Pain: nothing is quite like passing a kidney stone
Some weeks ago, in the midst of the COVID-19 pandemic, a patient of mine told me that she no longer believes scientists, or in science. “It’s all political,” she said.
The following story is a first in a series of articles on the power of science.
My father had kidney stones and his physician, Dr. Ehrlich, was a urologist whose office was just a short walking distance down the hill from our home. I had nothing better to do, so I joined my father to his doctor’s visit. I was only 10 years old, but I can still remember that the doctor’s face seemed dead serious and the situation felt dire.
Ehrlich scheduled my father for surgery. I could see the fear in my father’s eyes and hear it in his voice, and yet, he agreed to have the operation because he had experienced the intense pain of kidney stones before and was more fearful of that pain than of Ehrlich’s sharp scalpel.
How bad was my father’s pain? My own patients tell me that the pain of passing a kidney stone is ten out of ten in severity and sharp. Looking at a visual pain scale, they point at the drawing all the way to the right. It is a picture of intense suffering: a face as red as a ripe tomato, tears rolling down the cheeks, wide-open eyes, the corners of the mouth drawn down and eyebrows that point upwards in an expression of worry.
Women tell me that passing a kidney stone is worse than the pain they had experienced delivering a baby.
My father wasn’t alone in his willingness to submit to a surgeon’s knife. Men and women who had stone pain were willing to undergo surgery long before surgery was perfected, and even before the discovery of antibiotics (by Alexander Fleming in 1928), or anesthesia (first used in 1846). The risks of severe bleeding, devastating infection, even untimely death were high. Surgery was an unpleasant gamble where life and death wrestled each other and nobody could tell which would have the upper hand.
To appreciate another man’s pain, read John Evelyn’s description of a procedure for bladder stones he saw performed on five male patients at the Hopital de la Charity in Paris in 1650: First, the patient was bound to a high surgical chair; his legs, neck, and arms fixed up with long linen strips to keep his limbs out of the surgeon’s way.
Two strong men were holding him at his knees and feet, and two others at the arm-pits and hands.
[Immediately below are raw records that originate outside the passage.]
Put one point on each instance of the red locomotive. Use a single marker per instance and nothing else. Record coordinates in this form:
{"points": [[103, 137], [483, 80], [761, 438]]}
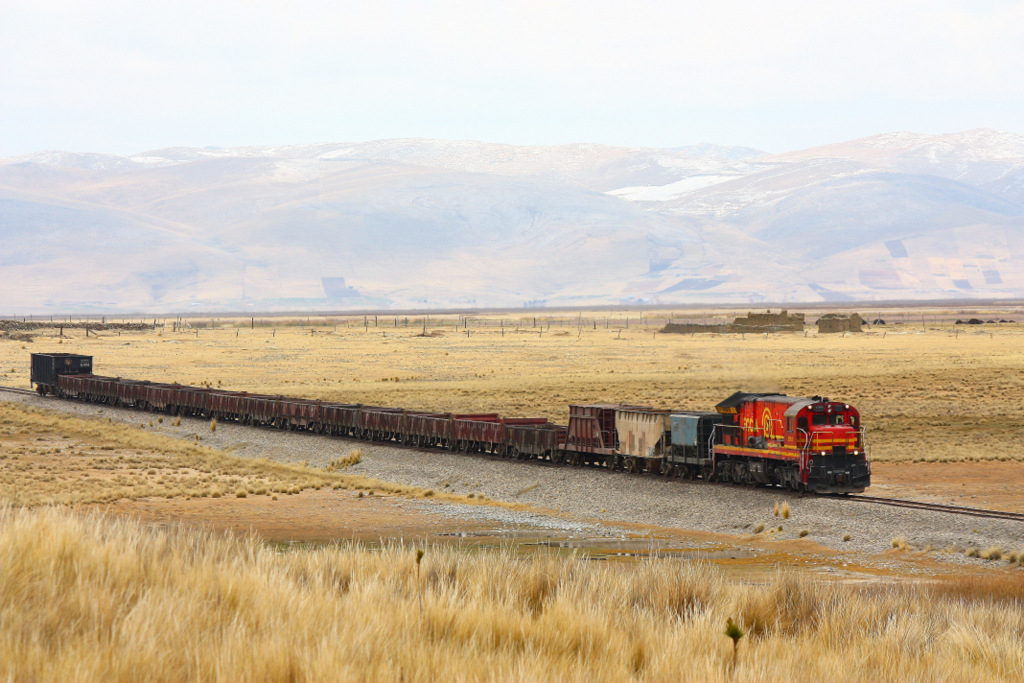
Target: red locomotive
{"points": [[770, 439], [800, 443]]}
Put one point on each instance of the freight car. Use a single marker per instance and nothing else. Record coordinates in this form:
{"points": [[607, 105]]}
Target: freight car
{"points": [[768, 439]]}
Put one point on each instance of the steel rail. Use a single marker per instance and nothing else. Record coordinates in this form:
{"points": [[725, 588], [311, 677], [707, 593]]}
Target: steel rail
{"points": [[892, 502], [938, 507]]}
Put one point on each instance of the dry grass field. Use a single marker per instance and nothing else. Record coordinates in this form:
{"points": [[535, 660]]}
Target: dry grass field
{"points": [[48, 458], [928, 389], [94, 599]]}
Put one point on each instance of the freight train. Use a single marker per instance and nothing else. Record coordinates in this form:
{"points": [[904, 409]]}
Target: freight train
{"points": [[766, 439]]}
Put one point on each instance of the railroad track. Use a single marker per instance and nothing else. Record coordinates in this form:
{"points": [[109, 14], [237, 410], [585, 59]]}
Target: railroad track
{"points": [[16, 390], [891, 502], [938, 507]]}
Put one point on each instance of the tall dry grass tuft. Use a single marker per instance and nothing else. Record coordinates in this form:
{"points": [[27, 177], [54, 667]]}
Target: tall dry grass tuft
{"points": [[90, 599]]}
To find the stone’s position, the surgeon introduced a crooked, angled probe through the patient’s urethra and into his bladder, blindly searching for the stone and fixing it in place.
The patient’s face was sponged as the surgeon cut along a line extending from the patient’s scrotum to his anus. He cut through the skin and the tissues underneath, and toward the neck of the bladder. With his forefingers, he then sought for the stone, and with another instrument that looked “like a crane’s neck,” finally extracted the stone. He then used another instrument to search for other stones. The wound was finally sewed up. John Evelyn writes: “The effusion of blood was greate … The danger is feavor, & Gangreene, some Wounds never closing.”
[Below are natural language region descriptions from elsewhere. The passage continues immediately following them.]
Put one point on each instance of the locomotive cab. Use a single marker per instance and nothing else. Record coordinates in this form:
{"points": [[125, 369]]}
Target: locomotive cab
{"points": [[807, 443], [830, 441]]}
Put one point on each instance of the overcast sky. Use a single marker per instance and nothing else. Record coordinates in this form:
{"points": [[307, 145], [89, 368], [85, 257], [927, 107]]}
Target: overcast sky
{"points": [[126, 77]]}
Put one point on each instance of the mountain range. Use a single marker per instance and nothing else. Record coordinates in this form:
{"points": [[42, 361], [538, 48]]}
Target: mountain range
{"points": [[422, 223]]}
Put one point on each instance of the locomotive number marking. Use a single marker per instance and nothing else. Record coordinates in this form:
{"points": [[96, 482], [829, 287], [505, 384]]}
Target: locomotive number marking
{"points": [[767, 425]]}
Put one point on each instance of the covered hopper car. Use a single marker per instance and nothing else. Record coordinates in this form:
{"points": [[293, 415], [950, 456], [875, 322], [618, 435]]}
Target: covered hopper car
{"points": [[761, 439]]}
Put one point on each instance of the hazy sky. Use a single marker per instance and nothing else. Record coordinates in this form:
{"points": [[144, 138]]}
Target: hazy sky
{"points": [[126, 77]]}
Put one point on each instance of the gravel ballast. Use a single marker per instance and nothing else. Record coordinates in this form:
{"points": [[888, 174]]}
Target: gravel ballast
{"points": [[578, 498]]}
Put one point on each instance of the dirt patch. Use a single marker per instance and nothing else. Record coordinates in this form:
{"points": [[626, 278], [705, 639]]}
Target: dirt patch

To appreciate another man’s pain, listen closely to “The Portrait of the Bladder Stone Operation,” a musical composition written in 1725 by the French composer Martin Marais. Marais was a gifted viol player who played in front of King Louis XIV and later became the leader of the royal orchestra. “The Portrait of the Bladder Stone Operation” begins with a high note and an accompanying low hum indicating the appearance of the surgical apparatus and the loneliness of the patient.
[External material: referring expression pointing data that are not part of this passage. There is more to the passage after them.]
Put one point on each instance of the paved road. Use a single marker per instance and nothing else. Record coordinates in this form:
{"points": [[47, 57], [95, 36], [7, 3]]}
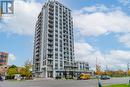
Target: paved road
{"points": [[61, 83]]}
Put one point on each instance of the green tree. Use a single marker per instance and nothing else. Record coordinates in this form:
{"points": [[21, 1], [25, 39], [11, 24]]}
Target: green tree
{"points": [[12, 71]]}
The composition then follows the patient as he climbs into the operating chair; the melody twists and turns as his arms and legs are knotted; a trembling motif appears as the surgeon cuts into the skin; a higher pitch is heard as the surgeon introduces the forceps into the bladder, and turns even higher as he extract the stone; and, in “the highest note in the viol literature,” the patient’s voice falters from the pain and screaming; finally, the movement ends with marching chords as the patient was carried into the recovery room. In Marais’ composition, one can hear the blood gushing, and the musical shrieking, screaming of pain.
Back to my childhood. I remember my father standing on a beach along the Mediterranean Sea. I see him in my mind: wearing a swim suit, looking into the horizon; I notice two long incisions on each side of his back indicating, like long fault lines, the painful fractures in his life as he endured these extensive surgeries to rid himself of kidney stones, to escape pain even more intense.